Over 75 programming languages are discussed. They represent the best and most influential contributions in language design across time, paradigms, and application domains. They are the outcome of decades of work that led initially to Fortran and Lisp in the 1950s, to numerous languages in the years that followed, and, in our times, to the popular dynamic languages used to program the Web. The 75 plus languages span numerous paradigms including imperative, functional, logic, static, dynamic, sequential, shared-memory parallel, distributed memory parallel, dataflow, high-level, and intermediate languages. They include languages for scientific computing, for symbolic manipulations, and for accessing databases. This rich diversity of languages is crucial for programmer productivity and is one of the great assets of the discipline of computing.
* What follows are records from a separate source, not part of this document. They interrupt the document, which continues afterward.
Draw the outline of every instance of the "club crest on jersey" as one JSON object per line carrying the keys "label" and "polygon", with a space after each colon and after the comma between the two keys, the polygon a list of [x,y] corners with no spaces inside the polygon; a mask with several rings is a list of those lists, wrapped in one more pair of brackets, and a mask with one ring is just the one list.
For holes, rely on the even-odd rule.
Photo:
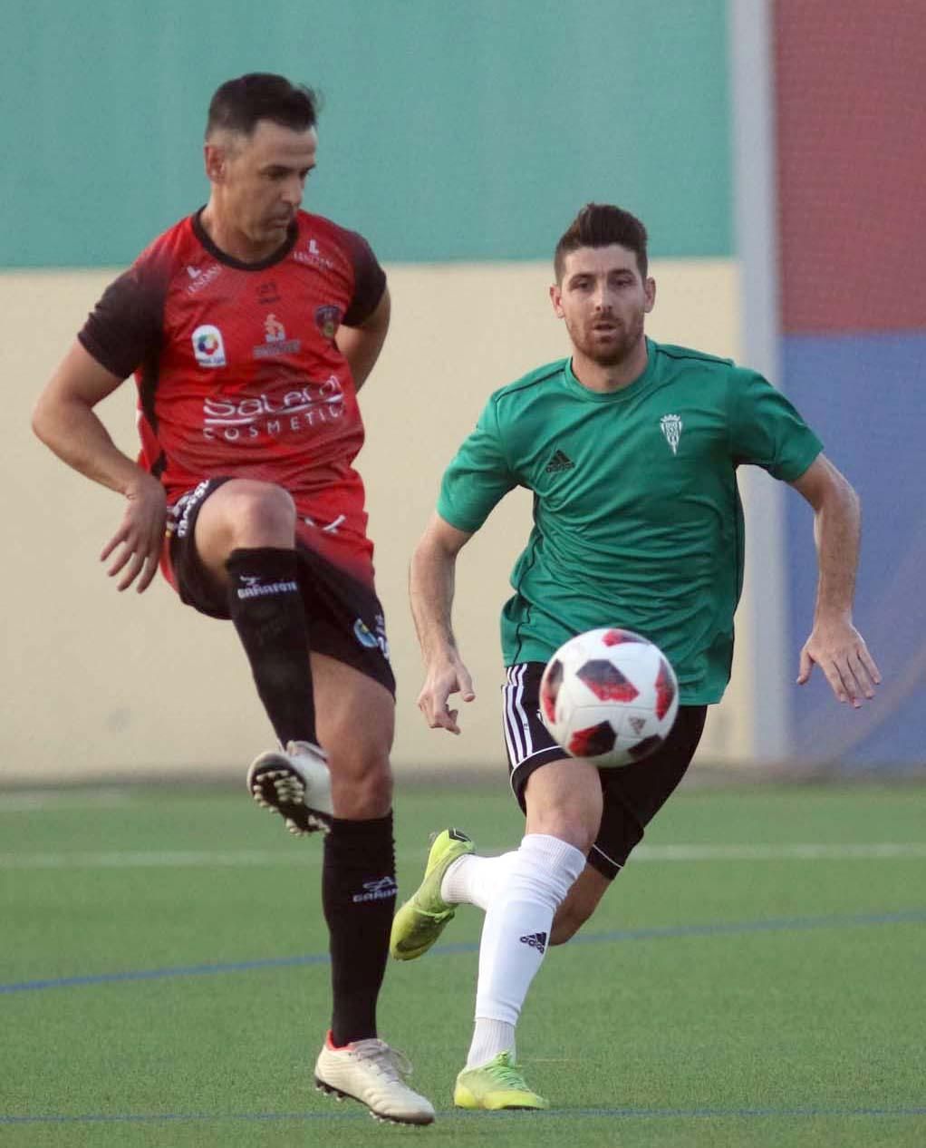
{"label": "club crest on jersey", "polygon": [[663,414],[659,420],[666,442],[672,448],[672,453],[678,453],[678,440],[682,437],[682,418],[678,414]]}
{"label": "club crest on jersey", "polygon": [[326,339],[334,339],[341,323],[341,308],[328,303],[316,308],[316,326]]}
{"label": "club crest on jersey", "polygon": [[302,341],[287,339],[286,327],[271,311],[264,319],[264,342],[254,348],[255,358],[274,358],[277,355],[296,355]]}
{"label": "club crest on jersey", "polygon": [[193,354],[200,366],[225,366],[225,343],[221,332],[205,323],[193,332]]}

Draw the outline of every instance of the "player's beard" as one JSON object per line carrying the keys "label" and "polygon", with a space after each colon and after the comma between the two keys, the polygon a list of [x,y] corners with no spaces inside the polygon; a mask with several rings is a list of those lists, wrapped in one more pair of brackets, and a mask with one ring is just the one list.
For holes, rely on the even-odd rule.
{"label": "player's beard", "polygon": [[596,339],[594,320],[581,329],[569,331],[577,351],[597,363],[598,366],[618,366],[628,359],[643,339],[644,311],[636,311],[628,323],[615,318],[614,336],[602,344]]}

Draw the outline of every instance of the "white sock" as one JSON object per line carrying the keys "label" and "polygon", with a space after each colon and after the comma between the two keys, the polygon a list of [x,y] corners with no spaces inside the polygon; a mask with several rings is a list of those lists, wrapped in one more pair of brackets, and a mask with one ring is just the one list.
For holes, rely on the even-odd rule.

Cutting across languages, this book presents a detailed discussion of control flow, types, and abstraction mechanisms. These are the representations needed to develop programs that are well organized, modular, easy to understand, and easy to maintain. Knowledge of these core features and of their incarnation in today's languages is a basic foundation to be an effective programmer and to better understand computer science today.
Strategies to implement programming languages must be studied together with the design paradigms. A reason is that success of a language depends on the quality of its implementation. Also, the capabilities of these strategies sometimes constraint the design of languages. The implementation of a language starts with parsing and lexical scanning needed to compute the syntactic structure of programs. Today's parsing techniques, described in Part I, are among the most beautiful algorithms ever developed and are a great example of the use of mathematical objects to create practical instruments. They are worthwhile studying just as an intellectual achievement. They are of course of great practical value, and a good way to appreciate the greatness of these strategies is to go back to the first Fortran compiler and study the ad hoc, albeit highly ingenious, strategy used to implement precedence of operators by the pioneers that built that compiler.
The other usual component of implementation are the compiler components that carry out the translation from the high-level language representation to a lower level form suitable for execution by real or virtual machines. The translation can be done ahead of time, during execution (just in time), or both. The book discusses these approaches and implementation strategies including the elegant mechanisms of translation driven by parsing. To produce highly efficient code, translation routines apply strategies to avoid redundant computations, make efficient use of the memory hierarchy, and take advantage ofintra-processor parallelism. These, sometimes conflicting goals, are undertaken by the optimization components of compilers. Although this topic is typically outside the scope of a first course on compilers, the book gives the reader access to a good overview of program optimization in Part IV.